The growth in popularity of MMA makes it a ripe spot to set a new drama.  And one in which G4TV's Blair Butler makes her comic writing debut.

Sports stories are all about the underdog and Oren Redmond definitely fits the bill.  A young man who was just still trying to find his way in the world, Oren finds inspiration in his older brother, a popular local MMA fighter.  He starts training and seemingly finds his place, a place where throwing up twice on your first day is the norm; where beatings are forms of bonding; and where Oren suddenly feels good about himself.  Feeling confident and ready, he just has to prove himself in the ring.
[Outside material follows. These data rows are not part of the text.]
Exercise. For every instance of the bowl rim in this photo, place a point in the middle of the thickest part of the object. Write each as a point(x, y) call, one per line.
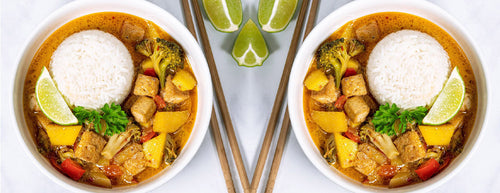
point(142, 9)
point(358, 9)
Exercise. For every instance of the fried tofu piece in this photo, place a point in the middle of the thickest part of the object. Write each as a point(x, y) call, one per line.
point(90, 146)
point(171, 94)
point(131, 158)
point(131, 32)
point(328, 94)
point(146, 85)
point(356, 109)
point(410, 146)
point(368, 32)
point(364, 164)
point(143, 109)
point(354, 86)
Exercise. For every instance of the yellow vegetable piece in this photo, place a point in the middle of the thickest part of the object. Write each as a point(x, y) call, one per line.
point(153, 150)
point(183, 80)
point(316, 80)
point(330, 121)
point(59, 134)
point(441, 134)
point(346, 150)
point(169, 122)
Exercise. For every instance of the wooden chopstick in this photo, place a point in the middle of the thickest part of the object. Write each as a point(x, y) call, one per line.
point(278, 100)
point(226, 118)
point(278, 154)
point(214, 124)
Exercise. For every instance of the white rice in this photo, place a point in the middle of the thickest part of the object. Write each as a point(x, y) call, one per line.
point(407, 68)
point(92, 68)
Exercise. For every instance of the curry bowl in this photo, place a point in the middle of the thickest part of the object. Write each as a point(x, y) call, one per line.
point(164, 21)
point(326, 30)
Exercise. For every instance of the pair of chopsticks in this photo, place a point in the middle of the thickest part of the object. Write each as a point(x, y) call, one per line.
point(277, 105)
point(222, 104)
point(225, 113)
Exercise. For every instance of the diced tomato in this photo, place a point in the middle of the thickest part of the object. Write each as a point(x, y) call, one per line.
point(428, 169)
point(72, 169)
point(339, 104)
point(160, 103)
point(113, 171)
point(150, 72)
point(148, 136)
point(349, 72)
point(387, 171)
point(352, 136)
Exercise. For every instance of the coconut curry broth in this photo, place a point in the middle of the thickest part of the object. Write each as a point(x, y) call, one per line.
point(389, 22)
point(110, 22)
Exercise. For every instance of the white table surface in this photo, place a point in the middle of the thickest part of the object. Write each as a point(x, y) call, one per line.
point(250, 94)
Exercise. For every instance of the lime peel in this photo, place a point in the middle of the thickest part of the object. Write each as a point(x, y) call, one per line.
point(448, 102)
point(51, 102)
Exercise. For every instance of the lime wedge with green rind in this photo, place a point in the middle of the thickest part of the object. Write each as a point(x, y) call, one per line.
point(448, 102)
point(250, 48)
point(275, 15)
point(225, 15)
point(51, 101)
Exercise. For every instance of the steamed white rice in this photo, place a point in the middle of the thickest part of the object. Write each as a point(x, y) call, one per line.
point(407, 68)
point(92, 68)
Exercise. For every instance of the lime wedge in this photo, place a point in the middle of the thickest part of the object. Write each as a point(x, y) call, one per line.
point(225, 15)
point(250, 48)
point(448, 102)
point(274, 15)
point(51, 101)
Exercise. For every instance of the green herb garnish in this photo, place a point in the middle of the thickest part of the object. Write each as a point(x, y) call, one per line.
point(115, 118)
point(387, 115)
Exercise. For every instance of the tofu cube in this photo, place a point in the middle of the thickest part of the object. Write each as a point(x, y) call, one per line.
point(356, 109)
point(90, 146)
point(354, 86)
point(146, 85)
point(410, 147)
point(143, 109)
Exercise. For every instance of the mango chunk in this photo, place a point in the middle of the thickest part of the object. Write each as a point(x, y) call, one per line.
point(330, 121)
point(316, 80)
point(346, 150)
point(169, 122)
point(184, 80)
point(153, 150)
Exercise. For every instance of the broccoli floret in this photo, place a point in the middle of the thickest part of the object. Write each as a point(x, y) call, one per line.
point(167, 56)
point(333, 56)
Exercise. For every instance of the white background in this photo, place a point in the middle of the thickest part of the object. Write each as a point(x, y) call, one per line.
point(250, 94)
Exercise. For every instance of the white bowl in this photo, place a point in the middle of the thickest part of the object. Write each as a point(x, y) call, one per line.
point(142, 9)
point(358, 9)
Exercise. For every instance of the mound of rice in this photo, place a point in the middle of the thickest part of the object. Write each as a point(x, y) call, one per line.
point(92, 68)
point(407, 68)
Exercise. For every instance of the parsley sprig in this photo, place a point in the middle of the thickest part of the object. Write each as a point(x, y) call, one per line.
point(387, 115)
point(115, 118)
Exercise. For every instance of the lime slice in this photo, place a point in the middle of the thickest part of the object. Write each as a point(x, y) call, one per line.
point(51, 101)
point(250, 48)
point(448, 102)
point(274, 15)
point(225, 15)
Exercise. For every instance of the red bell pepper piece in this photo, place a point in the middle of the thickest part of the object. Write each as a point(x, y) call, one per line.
point(150, 72)
point(428, 169)
point(349, 72)
point(160, 103)
point(339, 104)
point(352, 136)
point(72, 169)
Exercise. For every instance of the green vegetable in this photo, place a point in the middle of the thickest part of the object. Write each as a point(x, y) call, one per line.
point(166, 56)
point(387, 115)
point(115, 118)
point(333, 56)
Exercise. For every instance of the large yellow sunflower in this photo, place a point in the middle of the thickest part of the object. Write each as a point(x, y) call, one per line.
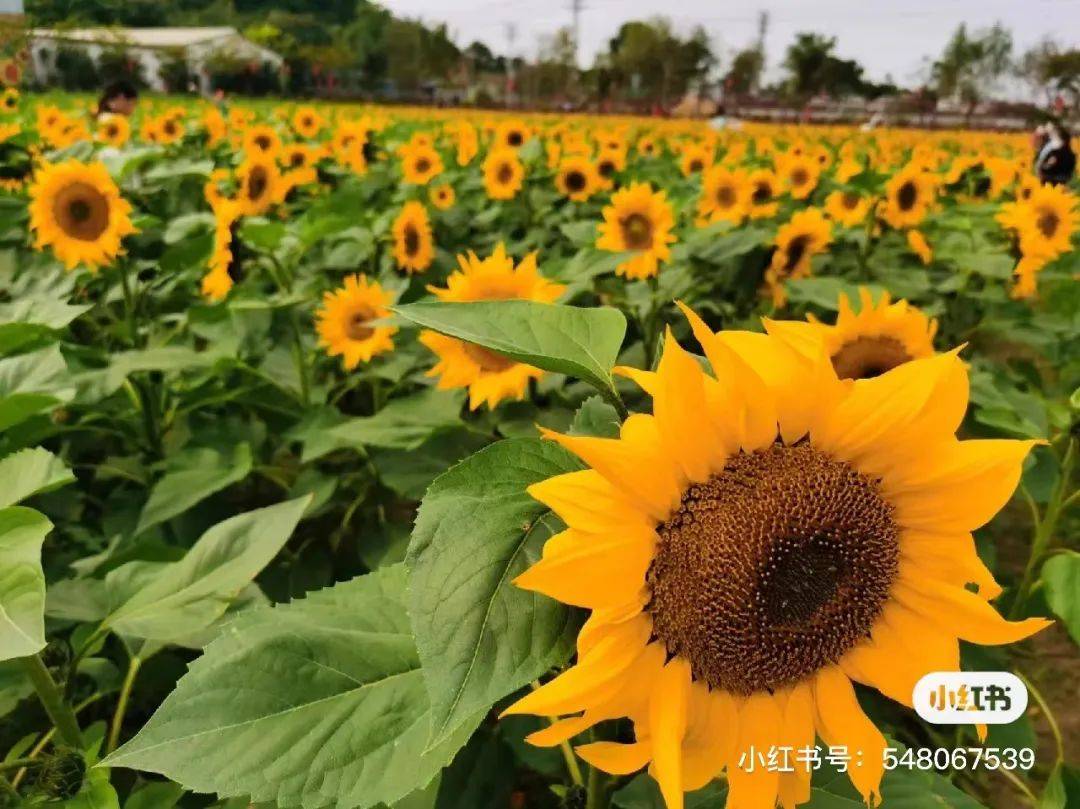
point(577, 178)
point(345, 320)
point(766, 538)
point(503, 174)
point(420, 163)
point(638, 220)
point(808, 233)
point(414, 246)
point(259, 185)
point(879, 337)
point(489, 376)
point(77, 210)
point(725, 194)
point(908, 194)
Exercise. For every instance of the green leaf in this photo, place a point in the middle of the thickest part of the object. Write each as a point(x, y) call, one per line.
point(167, 602)
point(202, 472)
point(316, 703)
point(1061, 577)
point(581, 342)
point(30, 472)
point(480, 637)
point(22, 582)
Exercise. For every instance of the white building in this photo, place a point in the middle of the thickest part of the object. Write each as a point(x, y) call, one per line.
point(151, 46)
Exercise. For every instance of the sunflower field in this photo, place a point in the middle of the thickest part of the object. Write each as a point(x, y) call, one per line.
point(359, 457)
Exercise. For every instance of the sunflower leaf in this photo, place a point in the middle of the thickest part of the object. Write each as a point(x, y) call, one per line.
point(320, 702)
point(478, 636)
point(565, 339)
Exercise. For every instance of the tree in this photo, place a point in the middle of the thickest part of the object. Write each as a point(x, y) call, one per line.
point(971, 65)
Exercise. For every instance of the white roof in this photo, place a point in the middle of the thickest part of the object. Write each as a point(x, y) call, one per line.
point(143, 37)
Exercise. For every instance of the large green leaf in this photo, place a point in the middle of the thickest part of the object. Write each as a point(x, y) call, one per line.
point(1061, 576)
point(316, 703)
point(22, 582)
point(199, 474)
point(581, 342)
point(480, 637)
point(167, 602)
point(30, 472)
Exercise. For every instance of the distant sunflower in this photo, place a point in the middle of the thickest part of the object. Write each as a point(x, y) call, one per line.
point(77, 210)
point(259, 185)
point(908, 194)
point(848, 209)
point(503, 174)
point(261, 142)
point(764, 539)
point(800, 174)
point(414, 246)
point(420, 163)
point(638, 220)
point(113, 130)
point(876, 339)
point(806, 234)
point(489, 376)
point(725, 194)
point(920, 246)
point(577, 178)
point(307, 122)
point(765, 189)
point(442, 196)
point(343, 322)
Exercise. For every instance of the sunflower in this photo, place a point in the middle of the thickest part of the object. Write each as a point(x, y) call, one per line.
point(1048, 221)
point(9, 99)
point(420, 163)
point(511, 134)
point(113, 130)
point(765, 189)
point(807, 233)
point(577, 178)
point(847, 207)
point(77, 210)
point(345, 320)
point(442, 196)
point(725, 196)
point(696, 158)
point(920, 246)
point(503, 174)
point(261, 142)
point(638, 220)
point(800, 174)
point(489, 376)
point(259, 185)
point(908, 194)
point(414, 246)
point(766, 538)
point(876, 339)
point(307, 122)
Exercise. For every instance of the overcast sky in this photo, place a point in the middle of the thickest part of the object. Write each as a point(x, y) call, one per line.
point(887, 37)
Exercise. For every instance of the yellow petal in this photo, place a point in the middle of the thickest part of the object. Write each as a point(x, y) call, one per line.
point(841, 723)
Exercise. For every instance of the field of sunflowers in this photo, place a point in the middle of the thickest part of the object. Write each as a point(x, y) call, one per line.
point(362, 457)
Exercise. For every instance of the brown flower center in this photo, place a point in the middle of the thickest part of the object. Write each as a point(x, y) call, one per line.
point(865, 358)
point(488, 361)
point(772, 568)
point(637, 231)
point(82, 212)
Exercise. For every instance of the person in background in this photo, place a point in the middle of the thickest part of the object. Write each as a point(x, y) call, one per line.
point(1054, 160)
point(119, 98)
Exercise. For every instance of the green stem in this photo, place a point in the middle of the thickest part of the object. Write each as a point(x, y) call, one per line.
point(1044, 529)
point(125, 690)
point(58, 711)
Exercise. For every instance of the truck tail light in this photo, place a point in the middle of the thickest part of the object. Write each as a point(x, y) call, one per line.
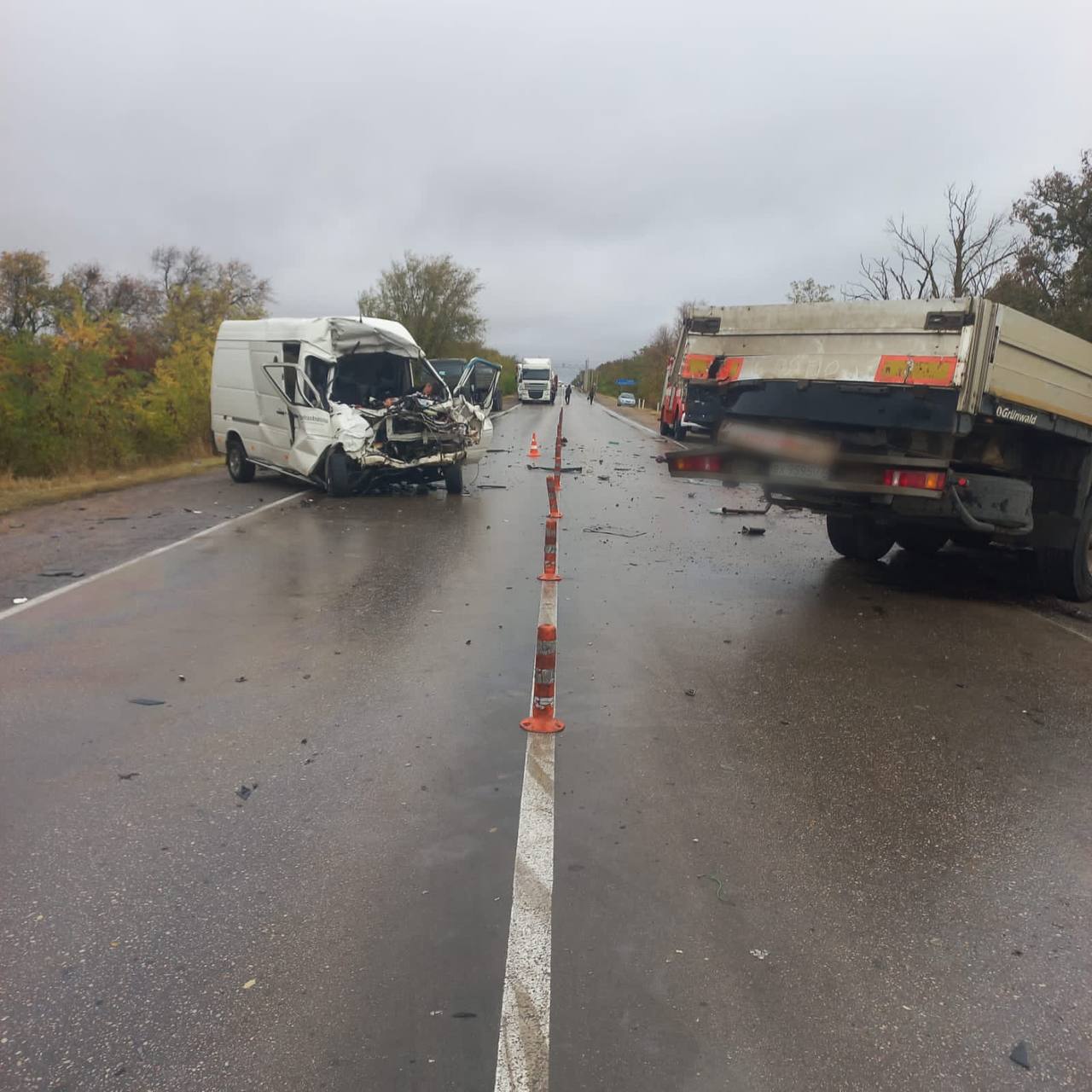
point(915, 479)
point(698, 463)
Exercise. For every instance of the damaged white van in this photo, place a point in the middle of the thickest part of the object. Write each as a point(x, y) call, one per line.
point(346, 404)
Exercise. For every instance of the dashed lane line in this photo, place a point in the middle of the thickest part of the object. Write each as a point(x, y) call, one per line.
point(19, 608)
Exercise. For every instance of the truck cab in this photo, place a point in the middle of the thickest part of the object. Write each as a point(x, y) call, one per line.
point(534, 380)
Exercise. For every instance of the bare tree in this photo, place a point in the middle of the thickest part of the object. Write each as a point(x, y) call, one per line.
point(963, 260)
point(810, 292)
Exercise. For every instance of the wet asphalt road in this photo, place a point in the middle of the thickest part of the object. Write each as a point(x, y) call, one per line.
point(857, 857)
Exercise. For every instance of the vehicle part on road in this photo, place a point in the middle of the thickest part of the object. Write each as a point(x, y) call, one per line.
point(549, 560)
point(724, 510)
point(721, 893)
point(239, 468)
point(916, 538)
point(542, 717)
point(603, 529)
point(1021, 1054)
point(858, 537)
point(453, 479)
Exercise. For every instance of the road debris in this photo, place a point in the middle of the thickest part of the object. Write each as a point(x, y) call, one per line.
point(721, 893)
point(603, 529)
point(1021, 1054)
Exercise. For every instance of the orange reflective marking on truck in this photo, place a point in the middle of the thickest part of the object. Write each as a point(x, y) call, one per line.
point(917, 370)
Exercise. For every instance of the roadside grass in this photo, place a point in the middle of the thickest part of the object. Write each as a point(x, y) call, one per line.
point(19, 492)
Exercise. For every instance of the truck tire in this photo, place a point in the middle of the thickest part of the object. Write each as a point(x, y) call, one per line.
point(858, 538)
point(1067, 572)
point(338, 478)
point(453, 479)
point(923, 541)
point(239, 468)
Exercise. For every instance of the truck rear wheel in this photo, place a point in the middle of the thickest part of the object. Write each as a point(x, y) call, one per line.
point(924, 541)
point(1067, 572)
point(239, 468)
point(857, 537)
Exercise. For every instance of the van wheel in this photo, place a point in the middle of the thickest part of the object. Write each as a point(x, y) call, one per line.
point(923, 541)
point(1067, 572)
point(338, 479)
point(239, 468)
point(453, 479)
point(857, 537)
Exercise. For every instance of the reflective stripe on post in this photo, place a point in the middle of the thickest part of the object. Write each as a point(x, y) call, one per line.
point(552, 495)
point(542, 717)
point(549, 555)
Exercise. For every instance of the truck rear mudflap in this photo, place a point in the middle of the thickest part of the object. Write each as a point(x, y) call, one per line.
point(892, 487)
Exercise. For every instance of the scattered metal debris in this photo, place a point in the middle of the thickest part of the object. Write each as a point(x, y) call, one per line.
point(603, 529)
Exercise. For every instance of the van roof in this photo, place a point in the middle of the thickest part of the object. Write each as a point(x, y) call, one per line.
point(334, 335)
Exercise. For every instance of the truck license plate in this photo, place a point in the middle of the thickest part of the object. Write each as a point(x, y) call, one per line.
point(783, 470)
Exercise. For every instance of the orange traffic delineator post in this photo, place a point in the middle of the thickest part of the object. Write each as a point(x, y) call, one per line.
point(542, 717)
point(552, 495)
point(549, 555)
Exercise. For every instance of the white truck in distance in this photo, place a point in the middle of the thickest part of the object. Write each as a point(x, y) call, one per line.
point(534, 380)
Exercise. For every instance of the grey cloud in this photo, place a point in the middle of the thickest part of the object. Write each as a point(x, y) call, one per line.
point(596, 162)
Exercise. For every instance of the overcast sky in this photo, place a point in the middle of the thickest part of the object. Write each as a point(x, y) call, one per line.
point(596, 162)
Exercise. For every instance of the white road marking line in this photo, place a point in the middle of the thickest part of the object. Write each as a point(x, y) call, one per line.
point(1060, 624)
point(636, 424)
point(143, 557)
point(523, 1046)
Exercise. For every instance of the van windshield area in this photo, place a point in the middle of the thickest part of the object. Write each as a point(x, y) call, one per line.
point(369, 379)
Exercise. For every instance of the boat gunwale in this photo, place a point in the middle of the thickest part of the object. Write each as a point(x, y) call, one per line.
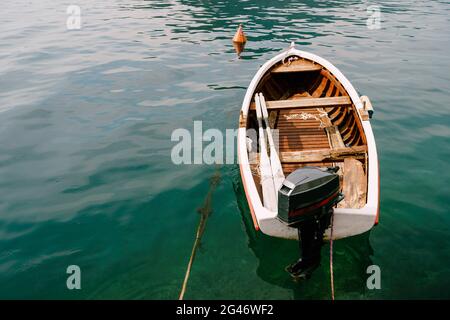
point(261, 214)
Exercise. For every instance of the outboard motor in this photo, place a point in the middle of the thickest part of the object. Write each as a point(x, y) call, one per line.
point(305, 201)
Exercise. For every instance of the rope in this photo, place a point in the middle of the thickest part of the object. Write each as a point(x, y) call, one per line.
point(331, 258)
point(205, 212)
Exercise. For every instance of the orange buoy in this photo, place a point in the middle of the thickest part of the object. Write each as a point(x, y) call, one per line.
point(239, 36)
point(238, 47)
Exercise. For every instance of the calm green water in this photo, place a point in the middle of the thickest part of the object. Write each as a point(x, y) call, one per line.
point(86, 118)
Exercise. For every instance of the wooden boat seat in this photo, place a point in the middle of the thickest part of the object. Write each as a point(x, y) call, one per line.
point(304, 103)
point(320, 155)
point(354, 184)
point(297, 66)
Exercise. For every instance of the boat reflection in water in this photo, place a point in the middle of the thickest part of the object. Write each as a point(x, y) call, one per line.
point(352, 256)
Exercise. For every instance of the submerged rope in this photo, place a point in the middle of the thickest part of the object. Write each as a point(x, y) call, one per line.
point(331, 258)
point(205, 212)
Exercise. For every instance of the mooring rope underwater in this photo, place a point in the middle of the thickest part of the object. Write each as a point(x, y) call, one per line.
point(331, 258)
point(205, 212)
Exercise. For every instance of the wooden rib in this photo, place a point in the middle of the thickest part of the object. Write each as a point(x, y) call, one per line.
point(323, 154)
point(297, 66)
point(352, 140)
point(339, 121)
point(328, 75)
point(306, 103)
point(330, 90)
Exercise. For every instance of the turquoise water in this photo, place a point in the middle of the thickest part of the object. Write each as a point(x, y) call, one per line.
point(86, 176)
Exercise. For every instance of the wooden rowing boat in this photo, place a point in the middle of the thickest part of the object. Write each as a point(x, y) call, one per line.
point(322, 122)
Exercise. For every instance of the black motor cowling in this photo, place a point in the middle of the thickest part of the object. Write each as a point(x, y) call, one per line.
point(305, 192)
point(305, 201)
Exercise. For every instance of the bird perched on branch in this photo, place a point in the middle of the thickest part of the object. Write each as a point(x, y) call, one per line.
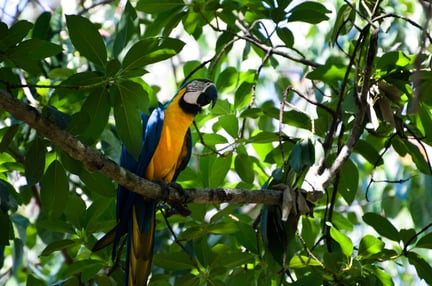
point(165, 152)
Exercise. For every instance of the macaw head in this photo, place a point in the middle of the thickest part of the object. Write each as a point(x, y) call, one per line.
point(196, 94)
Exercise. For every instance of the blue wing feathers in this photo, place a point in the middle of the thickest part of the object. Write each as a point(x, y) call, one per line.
point(152, 128)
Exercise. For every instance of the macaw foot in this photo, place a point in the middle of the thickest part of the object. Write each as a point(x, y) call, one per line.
point(178, 205)
point(295, 201)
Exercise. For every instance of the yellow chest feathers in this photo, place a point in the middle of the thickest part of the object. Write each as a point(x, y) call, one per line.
point(172, 147)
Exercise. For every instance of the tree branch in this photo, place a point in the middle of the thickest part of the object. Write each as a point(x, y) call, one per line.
point(94, 160)
point(358, 128)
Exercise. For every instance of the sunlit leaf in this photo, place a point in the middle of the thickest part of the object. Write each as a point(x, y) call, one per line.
point(218, 171)
point(173, 261)
point(382, 226)
point(425, 241)
point(151, 50)
point(370, 245)
point(244, 168)
point(309, 12)
point(89, 43)
point(343, 240)
point(154, 7)
point(128, 119)
point(423, 268)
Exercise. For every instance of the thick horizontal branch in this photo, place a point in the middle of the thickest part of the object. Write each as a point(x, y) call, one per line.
point(94, 160)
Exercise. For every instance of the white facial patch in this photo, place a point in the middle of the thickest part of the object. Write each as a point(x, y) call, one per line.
point(194, 90)
point(191, 97)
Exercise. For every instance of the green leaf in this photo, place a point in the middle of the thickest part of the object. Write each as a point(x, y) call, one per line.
point(343, 240)
point(97, 182)
point(15, 34)
point(27, 54)
point(286, 36)
point(7, 229)
point(425, 241)
point(58, 245)
point(218, 171)
point(223, 228)
point(213, 138)
point(97, 108)
point(424, 270)
point(227, 79)
point(344, 22)
point(295, 158)
point(309, 12)
point(244, 168)
point(7, 137)
point(370, 245)
point(86, 39)
point(202, 250)
point(75, 210)
point(86, 268)
point(264, 137)
point(382, 226)
point(173, 261)
point(33, 281)
point(17, 254)
point(247, 237)
point(418, 157)
point(128, 119)
point(54, 190)
point(34, 163)
point(42, 29)
point(7, 196)
point(368, 152)
point(233, 260)
point(329, 73)
point(156, 7)
point(127, 29)
point(301, 261)
point(230, 124)
point(243, 95)
point(349, 181)
point(391, 60)
point(149, 51)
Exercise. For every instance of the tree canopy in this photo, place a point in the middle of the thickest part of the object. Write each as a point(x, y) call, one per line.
point(335, 92)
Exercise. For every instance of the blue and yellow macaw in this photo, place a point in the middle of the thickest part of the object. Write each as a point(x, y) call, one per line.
point(166, 150)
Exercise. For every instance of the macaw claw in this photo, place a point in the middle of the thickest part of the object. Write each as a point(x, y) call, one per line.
point(178, 205)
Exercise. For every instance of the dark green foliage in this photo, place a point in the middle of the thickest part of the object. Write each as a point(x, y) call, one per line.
point(290, 75)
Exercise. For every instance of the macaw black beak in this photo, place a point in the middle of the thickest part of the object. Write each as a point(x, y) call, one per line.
point(209, 95)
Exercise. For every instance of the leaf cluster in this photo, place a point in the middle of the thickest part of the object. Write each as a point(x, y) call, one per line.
point(288, 101)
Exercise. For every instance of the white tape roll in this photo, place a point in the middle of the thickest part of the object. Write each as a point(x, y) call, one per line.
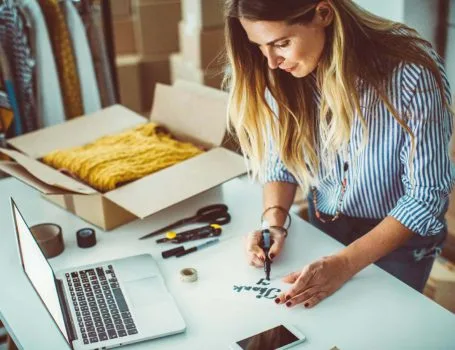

There is a sense of authenticity and knowledge that goes on within the pages of Heart, appropriately titled as the book wears its own on its sleeve.  This only partly helps it to overcome its shortcomings as a comic book though.  Faced with telling an underdog story, Butler's work falls firmly into cliched melodrama.  The starting in the present then moving backwards in time is a familiar device which in turn neccessitates another cliche, the voice over narration, purposeful here to advance the backstory quickly. 

The main character is a simple character, but his voice goes from confident to sad in no time at all.  Another odd decision is that before going into the backstory, Oren wins a fight but seems not at all at peace afterwards.  But if that's the case, and he truly hasn't found himself in MMA, why go through with this whole backstory at all?  And wouldn't a trained MMA fighter realize that his trainers and other fighters would know when he just got lucky?

The artwork of Kevin Mellon does its job here.  His linework is solid, and he handles the action sequences well, a must for a book about mixed martial arts fighting.  His character designs are realistic and his storytelling works fine for the confines of the story.  But still there's something that seems like it's missing from the artwork.  It neither stands out nor detracts from the story, its just there.  

Which is a perfect description for the book as a whole.  MMA fans may find something to read and enjoy in the book. As stated earlier there is a sense of authenticity in there as if someone involved did some training and possibly had a fight.  But most readers will simply find something else on the shelves a little better done and a little more to their liking.